En grand amateur du bonhomme, je ne rate jamais une seule de ses nouvelles oeuvres que j'essaie de ne manquer sous aucun prétexte lors de leur sortie en salle. Pour ce Hateful Eight, j'ai eu la chance de pouvoir le visionner dans son format d'origine et selon les conditions du réalisateur, à savoir en projection pellicule 70mm, avec ouverture et entracte, le tout dans une version longue bénéficiant de huit minutes bonus. Autant dire que l'expérience fut pour le moins exceptionnelle et qu'elle influencera certainement de manière positive ma critique.


Ceci étant dit, qu'en est-il de ce Hateful Eight ? Et bien j'ai eu l'impression d'assister à un film somme. Une oeuvre pour laquelle le réalisateur américain ne s'est rien refusé, tout ce qui le caractérise Tarantino est dans The Hateful Eight mais à la puissance maximale : dialogues à rallonge, déchaînement de violence gore, le Western dans ses thèmes et son esthétique, la vengeance, le racisme, et enfin la nostalgie des années 70 pour les conditions de projection. Le tout livré au sein d'une oeuvre d'environ trois heures divisée en sept chapitres dont les trois premiers composent la première partie et les quatre derniers composent la seconde partie.


Les deux premières choses que l'on remarque, c'est la photographie (Robert Richardson) et la musique (Ennio Morricone).
La photographie est sublime, le cadre extra large choisi par Tarantino nous propose dés l'ouverture des plans extraordinaires sur les paysages enneigés du Wyoming. Mais par la suite, la largeur du cadre sera paradoxalement utilisée pour établir des rapports de force entre les personnages dans des espaces plus sombres et confinés, en total contraste avec les extérieurs immaculés. Si il y a une chose qui est claire dés le départ, c'est que ce choix du format 70mm est génial et surtout extrêmement bien maîtrisé par le cinéaste.
Cette photographie est par ailleurs sublimée par la composition d'Ennio Morricone. Comme le dit Tarantino lui même, la bande son tire plus du côté du film d'horreur que du Western, et on comprend vite pourquoi.


Car il est évident que ce Hateful Eight est sans aucun doute l'un des films les plus gores et les plus glauques de Quentin Tarantino.
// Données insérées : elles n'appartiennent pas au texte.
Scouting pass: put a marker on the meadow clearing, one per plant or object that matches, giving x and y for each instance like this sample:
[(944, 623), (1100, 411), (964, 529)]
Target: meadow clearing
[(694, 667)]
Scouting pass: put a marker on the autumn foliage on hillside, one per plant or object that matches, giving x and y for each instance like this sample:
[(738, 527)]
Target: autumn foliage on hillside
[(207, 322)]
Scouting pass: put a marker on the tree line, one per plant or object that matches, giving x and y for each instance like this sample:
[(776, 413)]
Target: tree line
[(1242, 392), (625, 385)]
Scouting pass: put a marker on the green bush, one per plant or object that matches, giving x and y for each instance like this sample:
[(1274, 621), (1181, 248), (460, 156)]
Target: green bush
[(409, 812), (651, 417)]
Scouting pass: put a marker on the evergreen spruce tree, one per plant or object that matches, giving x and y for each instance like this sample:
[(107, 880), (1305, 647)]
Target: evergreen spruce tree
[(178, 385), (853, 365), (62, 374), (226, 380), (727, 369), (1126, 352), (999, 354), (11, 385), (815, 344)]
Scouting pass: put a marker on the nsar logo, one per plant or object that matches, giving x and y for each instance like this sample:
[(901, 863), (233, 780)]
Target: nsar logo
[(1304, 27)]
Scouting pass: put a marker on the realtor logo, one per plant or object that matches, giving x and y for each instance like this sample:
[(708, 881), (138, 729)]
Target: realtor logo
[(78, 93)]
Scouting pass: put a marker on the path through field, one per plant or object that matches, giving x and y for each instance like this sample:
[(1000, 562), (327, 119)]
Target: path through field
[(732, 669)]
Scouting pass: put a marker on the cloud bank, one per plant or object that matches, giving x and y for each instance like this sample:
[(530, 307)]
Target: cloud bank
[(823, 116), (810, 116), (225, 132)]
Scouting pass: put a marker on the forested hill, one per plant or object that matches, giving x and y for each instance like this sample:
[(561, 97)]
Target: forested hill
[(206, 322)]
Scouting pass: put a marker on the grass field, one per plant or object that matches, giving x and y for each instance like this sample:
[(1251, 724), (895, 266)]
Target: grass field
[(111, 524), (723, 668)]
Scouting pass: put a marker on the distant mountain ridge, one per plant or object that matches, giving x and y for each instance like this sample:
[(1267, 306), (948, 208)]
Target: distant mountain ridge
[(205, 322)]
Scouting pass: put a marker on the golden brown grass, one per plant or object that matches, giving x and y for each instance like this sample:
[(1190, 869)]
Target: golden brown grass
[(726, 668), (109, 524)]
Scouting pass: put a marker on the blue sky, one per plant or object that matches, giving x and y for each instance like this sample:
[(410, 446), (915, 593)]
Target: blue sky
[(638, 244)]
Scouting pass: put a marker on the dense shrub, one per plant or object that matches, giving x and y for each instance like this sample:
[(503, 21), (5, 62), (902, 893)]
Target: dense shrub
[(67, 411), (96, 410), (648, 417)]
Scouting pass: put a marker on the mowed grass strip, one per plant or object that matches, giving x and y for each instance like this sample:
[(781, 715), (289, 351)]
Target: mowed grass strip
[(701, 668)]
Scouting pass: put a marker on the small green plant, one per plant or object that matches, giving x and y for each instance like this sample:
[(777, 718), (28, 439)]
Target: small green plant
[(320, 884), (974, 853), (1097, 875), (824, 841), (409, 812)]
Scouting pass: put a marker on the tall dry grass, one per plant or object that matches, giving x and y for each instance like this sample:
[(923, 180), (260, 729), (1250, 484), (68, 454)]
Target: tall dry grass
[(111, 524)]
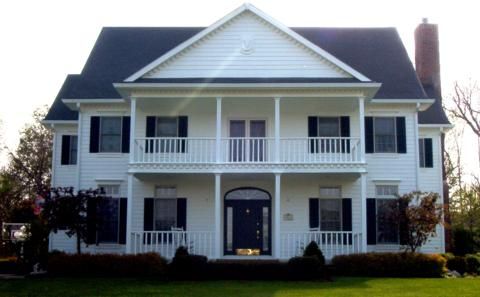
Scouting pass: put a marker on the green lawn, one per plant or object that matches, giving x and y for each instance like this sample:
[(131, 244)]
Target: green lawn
[(340, 287)]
Par contraste avec un Django Unchained qui m'a paru fun et décalé, The Hateful Eight est loin d'être la pièce de théâtre dynamique et déjantée que la bande annonce nous laissait entendre. Le film m'a surpris par sa "noirceu"r. Je me suis même parfois senti mal à l'aise (dans le bon sens du terme), un sentiment que l'on retrouvait notamment devant l'introduction d'Inglourious Basterds, dans la cave de Pulp Fiction ou à travers la totalité de Reservoir Dogs, et pour The Hateful Eight c'est surtout en seconde partie et en fin de première partie. Ce qui me permet d'embrayer sur un autre point très important.
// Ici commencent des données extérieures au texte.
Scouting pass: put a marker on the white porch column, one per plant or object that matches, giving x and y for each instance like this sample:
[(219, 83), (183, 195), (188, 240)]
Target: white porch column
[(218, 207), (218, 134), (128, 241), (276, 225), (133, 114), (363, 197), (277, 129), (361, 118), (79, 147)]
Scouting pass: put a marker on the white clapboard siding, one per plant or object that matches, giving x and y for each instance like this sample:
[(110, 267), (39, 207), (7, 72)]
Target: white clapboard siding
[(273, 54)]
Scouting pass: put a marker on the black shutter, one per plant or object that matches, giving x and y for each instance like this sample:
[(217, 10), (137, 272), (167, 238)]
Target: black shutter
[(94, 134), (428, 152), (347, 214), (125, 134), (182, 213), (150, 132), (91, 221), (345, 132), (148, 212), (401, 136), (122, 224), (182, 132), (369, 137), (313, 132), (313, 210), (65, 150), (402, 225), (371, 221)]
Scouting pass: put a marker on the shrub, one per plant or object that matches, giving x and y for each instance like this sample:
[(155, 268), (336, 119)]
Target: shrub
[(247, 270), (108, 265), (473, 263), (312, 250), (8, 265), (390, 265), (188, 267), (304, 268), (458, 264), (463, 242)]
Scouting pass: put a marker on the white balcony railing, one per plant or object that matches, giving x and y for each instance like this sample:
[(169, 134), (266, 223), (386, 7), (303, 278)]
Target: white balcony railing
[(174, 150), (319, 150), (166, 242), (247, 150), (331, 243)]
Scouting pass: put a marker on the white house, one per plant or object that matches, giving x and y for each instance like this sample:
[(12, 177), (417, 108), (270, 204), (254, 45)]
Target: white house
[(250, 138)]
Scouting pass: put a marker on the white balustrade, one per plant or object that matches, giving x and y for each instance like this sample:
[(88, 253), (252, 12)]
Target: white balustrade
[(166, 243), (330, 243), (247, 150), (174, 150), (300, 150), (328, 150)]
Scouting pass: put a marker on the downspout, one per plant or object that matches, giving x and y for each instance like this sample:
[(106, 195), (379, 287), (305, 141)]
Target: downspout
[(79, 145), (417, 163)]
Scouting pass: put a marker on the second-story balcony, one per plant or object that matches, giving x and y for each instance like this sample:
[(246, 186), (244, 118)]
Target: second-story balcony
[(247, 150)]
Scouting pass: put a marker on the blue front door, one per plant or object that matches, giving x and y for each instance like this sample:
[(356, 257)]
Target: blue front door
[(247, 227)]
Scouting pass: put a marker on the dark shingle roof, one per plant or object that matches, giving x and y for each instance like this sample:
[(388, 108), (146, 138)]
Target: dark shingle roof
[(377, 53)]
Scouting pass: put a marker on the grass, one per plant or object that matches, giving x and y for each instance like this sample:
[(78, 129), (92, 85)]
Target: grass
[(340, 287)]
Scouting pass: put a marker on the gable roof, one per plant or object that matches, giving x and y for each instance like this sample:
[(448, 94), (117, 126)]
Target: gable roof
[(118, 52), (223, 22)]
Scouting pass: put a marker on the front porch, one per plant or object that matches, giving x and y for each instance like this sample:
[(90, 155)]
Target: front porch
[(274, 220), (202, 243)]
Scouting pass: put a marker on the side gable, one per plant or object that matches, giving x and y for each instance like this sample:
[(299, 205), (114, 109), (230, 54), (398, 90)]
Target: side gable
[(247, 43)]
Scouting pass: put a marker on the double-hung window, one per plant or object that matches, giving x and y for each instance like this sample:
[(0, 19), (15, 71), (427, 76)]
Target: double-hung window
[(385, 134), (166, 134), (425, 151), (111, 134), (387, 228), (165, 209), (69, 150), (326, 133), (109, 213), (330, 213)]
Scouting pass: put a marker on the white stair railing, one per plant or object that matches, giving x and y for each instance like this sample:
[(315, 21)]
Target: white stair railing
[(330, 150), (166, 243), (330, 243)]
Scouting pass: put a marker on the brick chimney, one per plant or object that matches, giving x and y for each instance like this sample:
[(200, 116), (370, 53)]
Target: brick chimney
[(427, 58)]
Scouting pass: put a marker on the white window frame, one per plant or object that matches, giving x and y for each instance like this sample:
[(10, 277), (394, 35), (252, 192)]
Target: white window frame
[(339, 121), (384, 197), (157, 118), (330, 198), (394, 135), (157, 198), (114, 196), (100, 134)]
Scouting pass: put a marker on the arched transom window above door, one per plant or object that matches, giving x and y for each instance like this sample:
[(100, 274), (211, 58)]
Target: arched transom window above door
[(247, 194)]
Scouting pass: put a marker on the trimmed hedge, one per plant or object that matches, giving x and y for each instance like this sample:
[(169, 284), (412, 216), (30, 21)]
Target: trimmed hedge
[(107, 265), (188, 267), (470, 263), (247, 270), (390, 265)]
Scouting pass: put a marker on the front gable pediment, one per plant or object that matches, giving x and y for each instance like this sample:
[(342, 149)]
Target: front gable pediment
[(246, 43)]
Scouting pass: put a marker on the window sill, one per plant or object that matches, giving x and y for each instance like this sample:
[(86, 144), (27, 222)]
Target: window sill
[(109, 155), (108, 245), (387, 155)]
Les deux parties qui composent ce film sont inégales. J'ai trouvé la première légèrement bancale dans le sens ou les moments forts côtoient les moments plats et presque inintéressants. Certains passages dans la diligence sont en fait de longs dialogues qui n'ont pas la piqué ni la force dramatique ou comique habituelle du cinéaste. De plus, par le confinement exacerbé de l'espace, on se retrouve avec une mise en scène pour le moins classique qui empêche Tarantino de développer tous ses outils usuels de mise en scène. Les tensions dramatiques et cinématographiques sont donc amoindries et on se retrouve parfois à attendre impatiemment la scène suivante tant les situations traînent en longueur. Même constat pour la fin de la première partie qui opère une désagréable coupure de rythme malgré la mise en place de nouveaux éléments d'intrigues.
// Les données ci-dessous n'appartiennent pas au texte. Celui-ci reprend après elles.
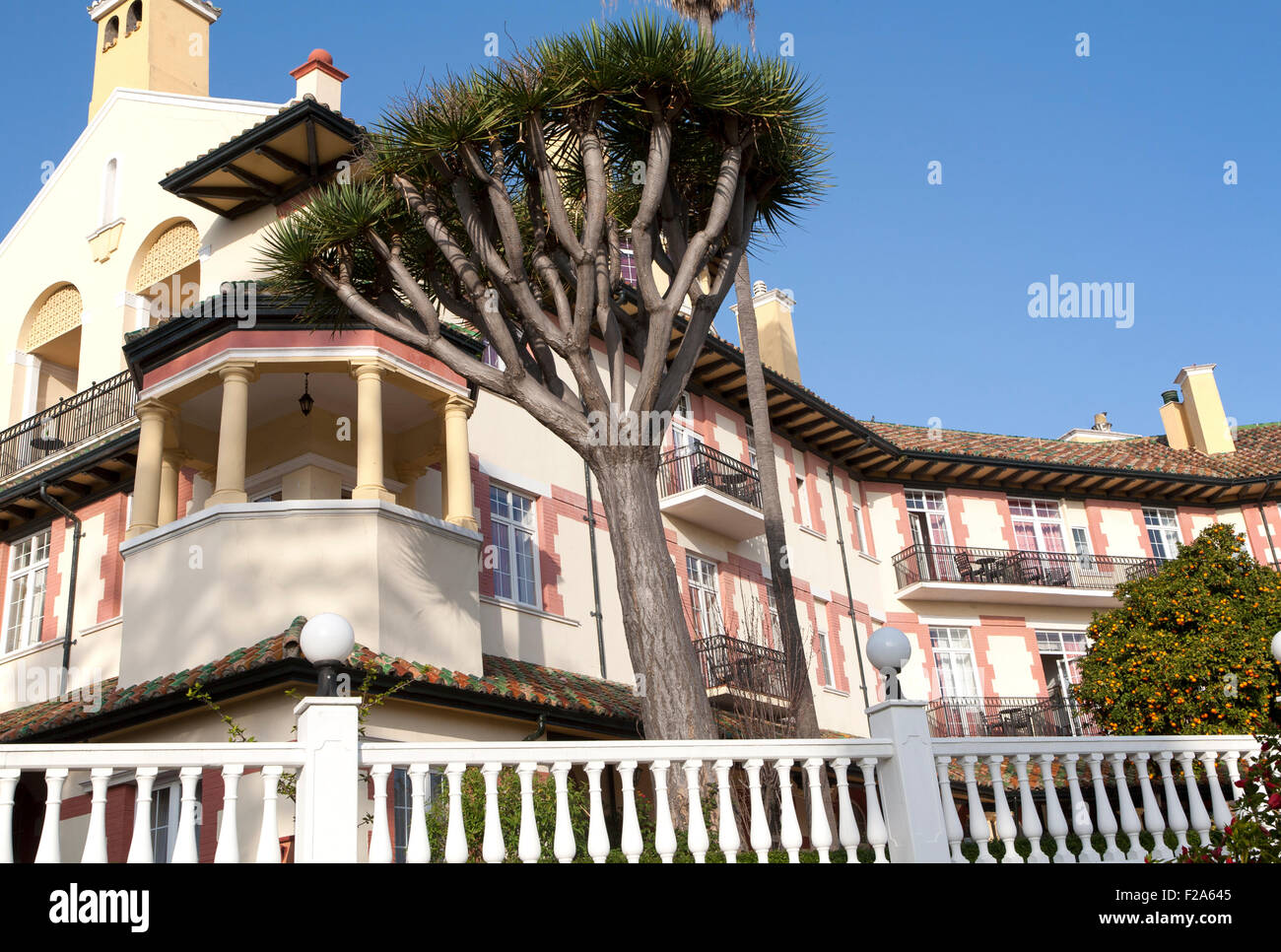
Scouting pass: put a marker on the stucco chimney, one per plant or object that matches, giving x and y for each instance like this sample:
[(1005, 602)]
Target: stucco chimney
[(319, 78), (774, 328), (1203, 410)]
Cependant, et c'est là qu'on rentre dans la véritable force de ce film, la seconde partie est juste G-E-N-I-A-L-E (dédicace aux échos de sortie de salle). Les dés sont à nouveau jetés, les éléments d'intrigue sont renversés, le scénario et les situations se débloquent enfin pour nous offrir de purs moments Tarantinesques, pour le coup diablement bien écrits et mis en scène. Tout est débridé et prend forme pour laisser le spectateur accroché au siège jusqu'au générique de fin. Et c'est précisément là que Tarantino touche au génie. Tout le film vaut pour la puissance des quatre derniers chapitres et l'on comprend à ce moment là pourquoi la première partie a pris autant de temps pour justement prendre son temps.


Le film est par ailleurs servi par une brochette d'acteurs comme d'habitude surexcités mais dirigés d'une main de maître par le chef d'orchestre. Jennifer Jason Leigh est excellente, Samuel L. Jackson aussi bien évidemment, mais c'est avec un grand plaisir que l'on retrouve Kurt Russel après l'excellent Boulevard de la Mort mais également Walton Goggins qui a enfin un vrai rôle à sa mesure.


En bref, The Hateful Eight est sans aucun doute l'un des meilleurs films de 2016 alors que l'année n'a pas encore commencé. Il traîne parfois en longueur en première partie à cause de dialogues lourdeaux et de coupures de rythme amères, mais nous propose une seconde partie intense, tendue et explosive dans la lignée des meilleurs films de Tarantino. J'ai eu l'impression d'y voir un mélange parfois un peu surdosé de Reservoir Dogs, Inglourious Basterds et Django Unchained.
En tout cas, rares sont les réalisateurs à nous proposer des expériences de cinéma similaires, et les quelques défauts cités sont au final beaucoup de pinaillage pour une oeuvre cinématographique pareille. Quand on s'appelle Quentin Tarantino et qu'on met en exergue dés l'ouverture "The 8th Film of Quentin Tarantino", il faut parfois le payer !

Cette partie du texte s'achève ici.